Don’t think badly of me.  It was my fault but I wasn’t entirely responsible.  There were mitigating circumstances.  I’m sure you will agree once you know.  Let me tell you the story.  I’m sure you will find mitigation to soften your censure into a compassionate pity, empathy, or even sympathy.  Never judge a person until you’ve walked a mile in his shoes.

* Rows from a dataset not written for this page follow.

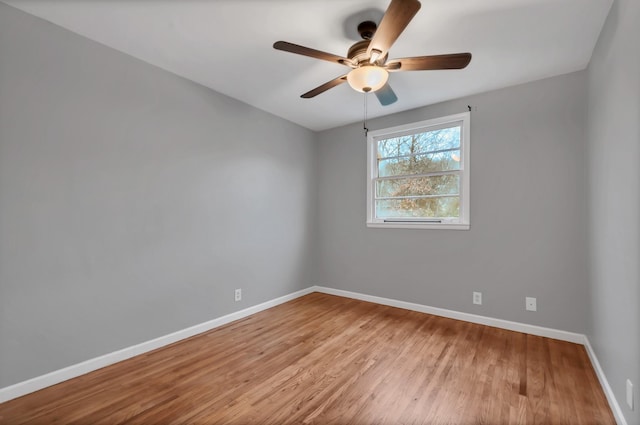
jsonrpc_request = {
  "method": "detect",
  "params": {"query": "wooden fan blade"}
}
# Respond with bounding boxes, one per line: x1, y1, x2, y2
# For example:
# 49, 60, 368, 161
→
374, 83, 398, 106
273, 41, 354, 67
300, 75, 347, 99
367, 0, 420, 57
385, 53, 471, 72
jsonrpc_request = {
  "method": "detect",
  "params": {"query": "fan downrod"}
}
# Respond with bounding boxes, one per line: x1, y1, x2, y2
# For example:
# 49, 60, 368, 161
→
358, 21, 378, 40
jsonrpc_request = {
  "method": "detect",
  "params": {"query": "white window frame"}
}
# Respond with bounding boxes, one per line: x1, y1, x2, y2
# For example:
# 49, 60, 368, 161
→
367, 112, 471, 230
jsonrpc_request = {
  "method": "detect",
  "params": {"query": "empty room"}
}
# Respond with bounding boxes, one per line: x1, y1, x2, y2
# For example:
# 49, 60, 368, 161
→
0, 0, 640, 425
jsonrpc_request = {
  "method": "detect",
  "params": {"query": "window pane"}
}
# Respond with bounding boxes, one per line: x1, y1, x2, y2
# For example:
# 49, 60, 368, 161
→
376, 196, 460, 219
378, 149, 460, 177
376, 174, 460, 198
377, 125, 460, 159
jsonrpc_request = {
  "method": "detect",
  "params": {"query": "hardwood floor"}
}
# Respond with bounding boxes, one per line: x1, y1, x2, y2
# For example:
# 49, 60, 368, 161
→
0, 293, 615, 425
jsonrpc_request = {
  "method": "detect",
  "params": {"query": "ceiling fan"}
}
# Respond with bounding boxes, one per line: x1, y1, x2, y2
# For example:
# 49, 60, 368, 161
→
273, 0, 471, 106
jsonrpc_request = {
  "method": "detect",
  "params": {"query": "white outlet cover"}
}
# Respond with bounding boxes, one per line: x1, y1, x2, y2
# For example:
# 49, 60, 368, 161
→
525, 297, 538, 311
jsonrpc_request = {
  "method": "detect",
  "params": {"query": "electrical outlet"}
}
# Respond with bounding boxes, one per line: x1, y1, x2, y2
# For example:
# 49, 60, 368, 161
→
524, 297, 538, 311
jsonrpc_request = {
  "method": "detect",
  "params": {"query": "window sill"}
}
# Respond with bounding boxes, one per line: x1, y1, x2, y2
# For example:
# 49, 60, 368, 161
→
367, 222, 470, 230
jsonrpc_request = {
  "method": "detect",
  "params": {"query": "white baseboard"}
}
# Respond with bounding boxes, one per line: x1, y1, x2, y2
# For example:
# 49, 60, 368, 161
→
314, 286, 585, 344
0, 287, 314, 403
584, 335, 627, 425
0, 286, 627, 425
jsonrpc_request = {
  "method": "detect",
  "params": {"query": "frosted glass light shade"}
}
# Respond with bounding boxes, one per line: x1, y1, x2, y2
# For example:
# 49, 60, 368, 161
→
347, 65, 389, 93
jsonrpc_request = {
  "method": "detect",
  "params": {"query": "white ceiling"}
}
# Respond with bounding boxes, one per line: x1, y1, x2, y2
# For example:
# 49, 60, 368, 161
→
3, 0, 613, 130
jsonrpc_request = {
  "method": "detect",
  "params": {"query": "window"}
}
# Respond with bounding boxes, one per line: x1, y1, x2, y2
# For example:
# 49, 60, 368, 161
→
367, 112, 470, 229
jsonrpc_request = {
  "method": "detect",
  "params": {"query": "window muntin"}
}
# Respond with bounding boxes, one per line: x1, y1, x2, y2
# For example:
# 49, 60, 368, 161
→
367, 113, 469, 229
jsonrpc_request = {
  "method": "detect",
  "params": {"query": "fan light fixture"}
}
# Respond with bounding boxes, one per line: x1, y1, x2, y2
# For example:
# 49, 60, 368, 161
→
347, 65, 389, 93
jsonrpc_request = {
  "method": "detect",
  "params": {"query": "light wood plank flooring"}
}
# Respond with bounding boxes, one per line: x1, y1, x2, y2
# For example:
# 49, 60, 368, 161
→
0, 293, 615, 425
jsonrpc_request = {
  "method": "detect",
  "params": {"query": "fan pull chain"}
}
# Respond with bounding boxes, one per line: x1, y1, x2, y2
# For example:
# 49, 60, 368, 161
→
362, 93, 369, 137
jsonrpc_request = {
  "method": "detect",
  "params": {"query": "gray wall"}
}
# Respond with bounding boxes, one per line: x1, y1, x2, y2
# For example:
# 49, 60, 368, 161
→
0, 3, 315, 387
317, 72, 588, 332
588, 0, 640, 425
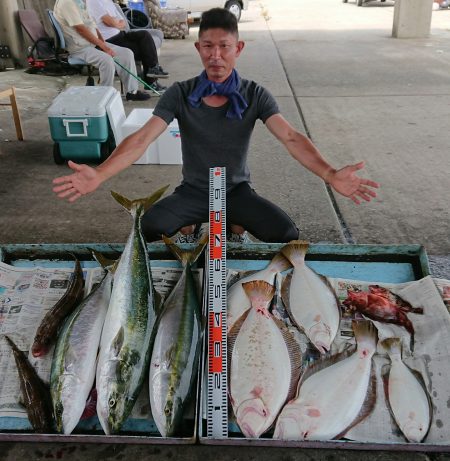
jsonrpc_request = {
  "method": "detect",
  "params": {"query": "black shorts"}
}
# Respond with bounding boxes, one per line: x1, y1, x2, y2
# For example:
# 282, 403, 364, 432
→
141, 182, 298, 243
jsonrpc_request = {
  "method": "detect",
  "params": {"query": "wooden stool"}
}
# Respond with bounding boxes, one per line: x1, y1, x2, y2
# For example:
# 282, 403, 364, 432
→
0, 86, 23, 141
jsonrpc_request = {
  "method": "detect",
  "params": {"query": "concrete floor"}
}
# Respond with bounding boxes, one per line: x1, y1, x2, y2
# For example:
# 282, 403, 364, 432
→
0, 0, 450, 461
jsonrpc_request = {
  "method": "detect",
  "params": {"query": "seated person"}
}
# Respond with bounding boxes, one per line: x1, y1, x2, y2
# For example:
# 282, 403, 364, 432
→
54, 0, 150, 101
87, 0, 169, 91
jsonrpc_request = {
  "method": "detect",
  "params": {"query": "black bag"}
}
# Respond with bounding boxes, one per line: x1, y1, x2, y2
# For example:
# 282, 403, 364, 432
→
28, 37, 56, 61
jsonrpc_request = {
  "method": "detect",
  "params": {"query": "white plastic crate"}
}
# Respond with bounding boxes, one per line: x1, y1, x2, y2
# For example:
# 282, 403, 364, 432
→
122, 109, 182, 165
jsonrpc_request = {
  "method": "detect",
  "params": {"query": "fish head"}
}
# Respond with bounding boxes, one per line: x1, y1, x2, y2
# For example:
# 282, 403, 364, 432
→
308, 322, 333, 354
236, 398, 273, 438
31, 341, 50, 357
342, 290, 367, 307
402, 415, 428, 443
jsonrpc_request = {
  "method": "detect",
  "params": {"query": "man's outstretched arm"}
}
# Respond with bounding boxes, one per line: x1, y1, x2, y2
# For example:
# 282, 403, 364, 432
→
53, 116, 167, 202
266, 114, 379, 204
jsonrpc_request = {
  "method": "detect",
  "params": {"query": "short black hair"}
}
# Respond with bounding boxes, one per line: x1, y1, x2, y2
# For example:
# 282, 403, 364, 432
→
198, 8, 239, 37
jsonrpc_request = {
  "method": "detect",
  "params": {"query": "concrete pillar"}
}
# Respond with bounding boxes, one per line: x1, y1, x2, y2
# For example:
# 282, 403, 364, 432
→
392, 0, 433, 38
0, 0, 27, 64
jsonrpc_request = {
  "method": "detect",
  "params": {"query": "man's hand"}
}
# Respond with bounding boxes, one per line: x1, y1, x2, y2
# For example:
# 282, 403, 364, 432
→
53, 160, 101, 202
100, 42, 116, 58
325, 162, 380, 205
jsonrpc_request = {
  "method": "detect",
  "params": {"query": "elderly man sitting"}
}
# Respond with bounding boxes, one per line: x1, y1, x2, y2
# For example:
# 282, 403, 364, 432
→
54, 0, 150, 101
87, 0, 169, 92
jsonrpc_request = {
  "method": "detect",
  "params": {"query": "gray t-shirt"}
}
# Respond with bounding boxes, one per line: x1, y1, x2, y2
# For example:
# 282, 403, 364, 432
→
153, 77, 279, 190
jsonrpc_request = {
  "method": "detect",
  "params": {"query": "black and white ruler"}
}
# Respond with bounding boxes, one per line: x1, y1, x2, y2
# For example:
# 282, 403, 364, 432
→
207, 167, 228, 438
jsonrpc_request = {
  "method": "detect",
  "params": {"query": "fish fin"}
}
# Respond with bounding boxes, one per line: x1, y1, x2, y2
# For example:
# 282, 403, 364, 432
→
227, 308, 251, 379
111, 327, 125, 357
111, 184, 169, 215
242, 280, 275, 301
272, 316, 302, 402
297, 344, 356, 388
281, 272, 306, 334
334, 361, 377, 440
162, 234, 208, 267
280, 272, 292, 317
352, 320, 378, 350
380, 338, 402, 357
267, 252, 292, 272
280, 240, 309, 265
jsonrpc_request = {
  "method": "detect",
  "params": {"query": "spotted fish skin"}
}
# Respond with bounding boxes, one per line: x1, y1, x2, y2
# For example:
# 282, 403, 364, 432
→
228, 281, 301, 438
96, 186, 168, 434
382, 338, 433, 443
274, 320, 377, 440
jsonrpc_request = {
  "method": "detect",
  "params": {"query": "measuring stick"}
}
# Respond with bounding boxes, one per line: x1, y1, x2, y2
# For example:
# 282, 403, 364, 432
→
207, 167, 228, 438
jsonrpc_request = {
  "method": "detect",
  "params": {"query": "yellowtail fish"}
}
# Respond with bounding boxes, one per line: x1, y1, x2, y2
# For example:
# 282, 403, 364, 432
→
149, 235, 208, 437
227, 253, 291, 332
274, 320, 377, 440
281, 241, 341, 354
96, 186, 168, 434
5, 336, 53, 434
228, 281, 301, 438
381, 338, 433, 443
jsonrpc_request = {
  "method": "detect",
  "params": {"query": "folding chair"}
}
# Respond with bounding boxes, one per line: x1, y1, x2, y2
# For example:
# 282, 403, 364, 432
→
18, 9, 56, 67
46, 9, 95, 86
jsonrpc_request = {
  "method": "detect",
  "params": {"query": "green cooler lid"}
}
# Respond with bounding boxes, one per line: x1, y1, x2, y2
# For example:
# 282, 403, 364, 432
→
47, 86, 118, 117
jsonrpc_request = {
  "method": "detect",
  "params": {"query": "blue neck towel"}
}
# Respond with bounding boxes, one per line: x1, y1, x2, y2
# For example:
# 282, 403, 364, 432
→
188, 69, 248, 120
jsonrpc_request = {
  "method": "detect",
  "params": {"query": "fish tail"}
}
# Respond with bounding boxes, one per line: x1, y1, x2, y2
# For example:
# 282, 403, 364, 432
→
381, 338, 402, 357
111, 184, 169, 216
162, 234, 208, 267
352, 320, 378, 352
242, 280, 275, 301
90, 249, 120, 273
281, 240, 309, 266
269, 253, 292, 272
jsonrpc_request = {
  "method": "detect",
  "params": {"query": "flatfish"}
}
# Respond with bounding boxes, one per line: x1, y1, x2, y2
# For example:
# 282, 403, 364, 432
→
274, 320, 377, 440
227, 253, 291, 332
281, 240, 341, 354
228, 281, 301, 438
381, 338, 433, 443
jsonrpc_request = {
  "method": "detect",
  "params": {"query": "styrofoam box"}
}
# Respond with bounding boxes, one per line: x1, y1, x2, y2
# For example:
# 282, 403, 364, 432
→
122, 109, 182, 165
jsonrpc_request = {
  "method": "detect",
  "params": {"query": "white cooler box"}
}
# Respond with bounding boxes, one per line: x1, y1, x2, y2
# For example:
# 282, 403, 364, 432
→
122, 109, 182, 165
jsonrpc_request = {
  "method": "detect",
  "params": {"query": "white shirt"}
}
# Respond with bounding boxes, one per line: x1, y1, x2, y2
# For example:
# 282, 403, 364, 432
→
86, 0, 123, 40
53, 0, 97, 53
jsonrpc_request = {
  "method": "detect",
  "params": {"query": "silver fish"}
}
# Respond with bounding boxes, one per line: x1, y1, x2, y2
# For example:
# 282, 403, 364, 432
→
227, 253, 291, 332
50, 272, 112, 434
274, 320, 377, 440
228, 281, 301, 438
281, 241, 341, 354
381, 338, 433, 443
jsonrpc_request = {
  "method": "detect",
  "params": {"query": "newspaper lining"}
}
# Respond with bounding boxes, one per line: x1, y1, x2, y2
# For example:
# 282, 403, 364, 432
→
227, 270, 450, 444
0, 262, 203, 427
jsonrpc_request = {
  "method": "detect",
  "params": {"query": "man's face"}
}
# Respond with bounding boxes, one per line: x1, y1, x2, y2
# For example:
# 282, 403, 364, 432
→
195, 29, 244, 82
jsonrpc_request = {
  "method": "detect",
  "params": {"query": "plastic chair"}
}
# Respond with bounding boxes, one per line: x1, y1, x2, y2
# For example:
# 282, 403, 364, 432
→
18, 9, 56, 64
46, 9, 95, 86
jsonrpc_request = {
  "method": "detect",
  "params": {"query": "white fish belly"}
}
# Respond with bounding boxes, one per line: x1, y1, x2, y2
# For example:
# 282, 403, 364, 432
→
227, 269, 275, 332
230, 309, 291, 428
289, 265, 340, 348
388, 360, 430, 442
275, 353, 371, 440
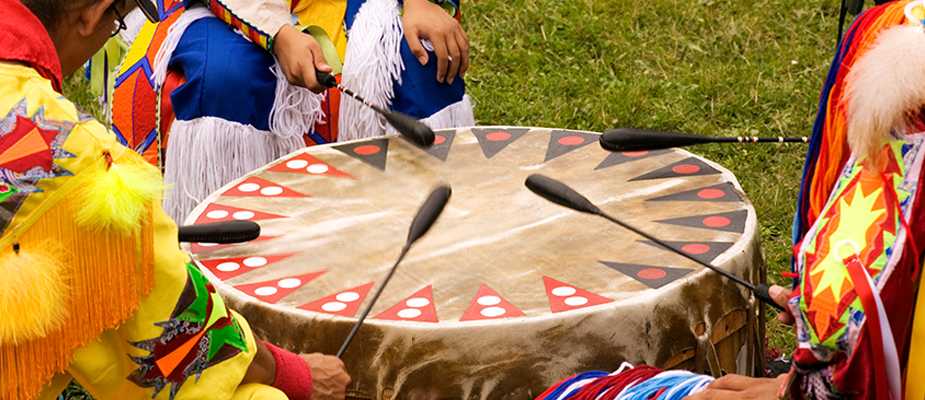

I was eighteen, no nineteen, when I committed a despicable act.  But let me begin the story much earlier so that you can understand much better.  No man can be understood without a knowledge of his childhood.  My own was not imbued with the vibrant and cheerful colors of happiness.  No, my friend, it was quite the reverse.  Nor do I seek your pity although I will not reject your sympathetic attention.  I have always been of the opinion that one must accept the situation in which one finds oneself and try to convert that dross into gold.  To shed your past like a caterpillar sheds his skin and emerges transformed into a newer, better creation, or at least a more attractive one.  I  hope that when my life is over, when my trials are done, when my sorrows have ended,  will not have failed in this task.

I am not an orphan, per se, but I was abandoned by my mother when I was seven.  She left me on the steps of the Municipal Orphanage and I never saw her again.  My life in the Orphanage is not germane to this story, but you must know the social hardships which orphans must endure.  Orphans are social outcasts.  Just as a man without a country has no place to rest, so the child without a parent is an unsanctified outcast of society, driven to the fringes of the sanctified.  Forced to the edge of the pale, if not, out side it.  He becomes a species of outlaw who has committed no crime.  Nobody’s child, a child with no protector.  A wanderer in a desert with no boundaries while always being its geographical center.  He is despised and victimized by adult and child alike.  He is compelled to wear the badge of inferiority just as the Jews in Medieval times were required to display their yellow Mogen David.  The orphan wears his like the Negro wears his skin.

In our case we were dressed in oversized or undersized clothes.  We were compelled at various times to wear mismatched socks or shoes.  Oversized shoes and socks that were more hole than sock.  Shirts so large that the sleeves had to be cut back to expose our hands, the ragged edges flapping at our wrists.  Our hair was cut with cowlicks sprouting every which way.  We were made to look ridiculous and we were sent to public school that way.

 I have often envied Blacks and Jews their solidarity.  Despised though they may have been they could find solace, or at least as much as humankind will allow, in each other.  We, while in a world of our ostensible peers, despised each other as we were despised.  At school we were not allowed to win, often not allowed to compete, and were denied any success.  The gates of Christian charity were closed to us, although by a misconstruction of the world charity, the ‘decent folk’ distributed largesse, which they misconstrued as charity, to inflate their self-esteem, to us in the form of small conscience offerings at Christmas and, perhaps, also Easter.  It was demanded that we be the hewers of wood and carriers of water for out betters with the parents.  But the worst was yet to come.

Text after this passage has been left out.